Targeted nucleotide exchange in the alkaline phosphatase gene of HuH‐7 cells mediated by a chimeric RNA/DNA oligonucleotide

Although a variety of methods has been devised for modification of hepatic genes, none has been effective for long‐term correction of genetic disorders. In this study, we employed a recently described novel experimental strategy for site‐directed nucleotide exchange in genomic DNA of HuH‐7 human hepatoma cells. A chimeric 2′‐O‐methylated‐RNA/DNA oligonucleotide containing sequences complementary to 25 bases of the alkaline phosphatase gene was constructed as a duplex containing a G to A substitution at nucleotide 935. Cells were transfected with oligonucleotides for 48 hours, then harvested for DNA isolation and polymerase chain reaction (PCR) amplification of exon 6 of the alkaline phosphatase gene. Colony lifts were hybridized to 17 mer 32 P‐labeled oligonucleotide probes specific to the 935‐G and 935‐A sequences.
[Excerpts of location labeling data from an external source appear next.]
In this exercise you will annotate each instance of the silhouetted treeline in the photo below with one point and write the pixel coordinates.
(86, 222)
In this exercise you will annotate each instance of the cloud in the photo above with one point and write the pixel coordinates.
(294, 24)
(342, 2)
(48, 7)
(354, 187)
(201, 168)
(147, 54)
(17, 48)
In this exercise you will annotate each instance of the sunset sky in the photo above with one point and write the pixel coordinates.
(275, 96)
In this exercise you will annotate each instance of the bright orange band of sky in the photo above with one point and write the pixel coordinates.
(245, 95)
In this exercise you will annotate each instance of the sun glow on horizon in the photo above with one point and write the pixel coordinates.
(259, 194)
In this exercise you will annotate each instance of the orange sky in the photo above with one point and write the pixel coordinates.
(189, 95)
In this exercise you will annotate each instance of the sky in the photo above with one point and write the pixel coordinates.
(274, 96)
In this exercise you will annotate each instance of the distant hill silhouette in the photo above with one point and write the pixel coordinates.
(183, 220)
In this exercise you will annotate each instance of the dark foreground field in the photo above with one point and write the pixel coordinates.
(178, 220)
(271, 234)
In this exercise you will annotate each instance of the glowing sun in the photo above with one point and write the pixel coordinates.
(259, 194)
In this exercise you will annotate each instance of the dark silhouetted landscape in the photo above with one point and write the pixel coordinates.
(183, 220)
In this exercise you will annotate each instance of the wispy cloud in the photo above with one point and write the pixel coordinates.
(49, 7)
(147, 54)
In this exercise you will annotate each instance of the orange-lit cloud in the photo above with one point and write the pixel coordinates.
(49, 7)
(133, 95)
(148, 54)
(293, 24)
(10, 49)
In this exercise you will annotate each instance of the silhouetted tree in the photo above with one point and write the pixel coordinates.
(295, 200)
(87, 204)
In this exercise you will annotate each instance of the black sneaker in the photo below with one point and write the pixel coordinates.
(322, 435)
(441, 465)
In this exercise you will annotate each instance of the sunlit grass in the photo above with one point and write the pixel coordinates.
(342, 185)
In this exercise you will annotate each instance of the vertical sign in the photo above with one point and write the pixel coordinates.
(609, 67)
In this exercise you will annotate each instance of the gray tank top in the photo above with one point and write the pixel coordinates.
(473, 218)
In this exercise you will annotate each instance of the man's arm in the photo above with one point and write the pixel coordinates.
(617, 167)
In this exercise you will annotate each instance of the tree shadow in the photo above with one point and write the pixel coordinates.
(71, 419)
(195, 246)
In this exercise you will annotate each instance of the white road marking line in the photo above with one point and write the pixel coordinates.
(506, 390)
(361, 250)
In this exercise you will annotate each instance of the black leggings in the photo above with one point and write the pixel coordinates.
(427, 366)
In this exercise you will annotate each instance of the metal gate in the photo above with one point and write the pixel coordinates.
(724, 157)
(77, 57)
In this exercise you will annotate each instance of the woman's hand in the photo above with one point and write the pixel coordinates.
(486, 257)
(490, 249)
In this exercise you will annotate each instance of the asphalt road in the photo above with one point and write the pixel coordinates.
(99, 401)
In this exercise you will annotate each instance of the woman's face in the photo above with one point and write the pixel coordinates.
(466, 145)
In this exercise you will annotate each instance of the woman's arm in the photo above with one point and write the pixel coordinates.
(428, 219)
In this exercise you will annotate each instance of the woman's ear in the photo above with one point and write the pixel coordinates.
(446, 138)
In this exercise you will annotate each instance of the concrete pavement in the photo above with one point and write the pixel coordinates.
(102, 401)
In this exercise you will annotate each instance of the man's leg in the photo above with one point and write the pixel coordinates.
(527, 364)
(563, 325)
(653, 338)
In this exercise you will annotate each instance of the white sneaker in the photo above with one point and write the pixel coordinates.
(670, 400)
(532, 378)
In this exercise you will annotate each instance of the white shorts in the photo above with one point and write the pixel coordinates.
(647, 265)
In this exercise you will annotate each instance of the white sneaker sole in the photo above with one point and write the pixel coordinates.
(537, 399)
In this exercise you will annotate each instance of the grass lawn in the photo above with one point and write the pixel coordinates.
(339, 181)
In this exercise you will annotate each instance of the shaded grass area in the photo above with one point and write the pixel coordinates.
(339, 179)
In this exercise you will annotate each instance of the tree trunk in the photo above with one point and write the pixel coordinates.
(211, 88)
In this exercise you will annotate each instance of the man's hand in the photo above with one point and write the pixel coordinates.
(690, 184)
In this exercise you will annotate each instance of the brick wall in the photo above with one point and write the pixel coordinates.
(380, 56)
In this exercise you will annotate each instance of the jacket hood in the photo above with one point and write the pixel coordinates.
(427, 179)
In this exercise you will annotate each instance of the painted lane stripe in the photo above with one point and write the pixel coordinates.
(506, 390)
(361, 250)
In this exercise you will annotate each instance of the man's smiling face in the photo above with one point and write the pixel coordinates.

Hybridizing colonies were grown, plasmid DNA isolated, and sequenced. Transfection efficiency was determined at 24 hours by nuclear uptake of fluorescein‐12‐dUTP‐labeled chimeric oligonucleotides. Colonies hybridizing with the 935‐A probe were identified only from cells transfected with the specific chimeric oligonucleotide; and there was no evidence of cross‐hybridization. Conversion of G to A at nucleotide 935 occurred at an overall frequency of up to 11.9% and when corrected for transfection efficiency approached 43%. No other alterations were detected in the sequence of exon 6 with the targeted nucleotide exchange. These results show that a single base pair alteration in the alkaline phosphatase gene of HuH‐7 cells can be introduced at a relatively high frequency following transfection with chimeric RNA/DNA oligonucleotides. This technique offers a novel and potentially powerful strategy for site‐directed hepatic gene alteration without the use of viral‐based vectors.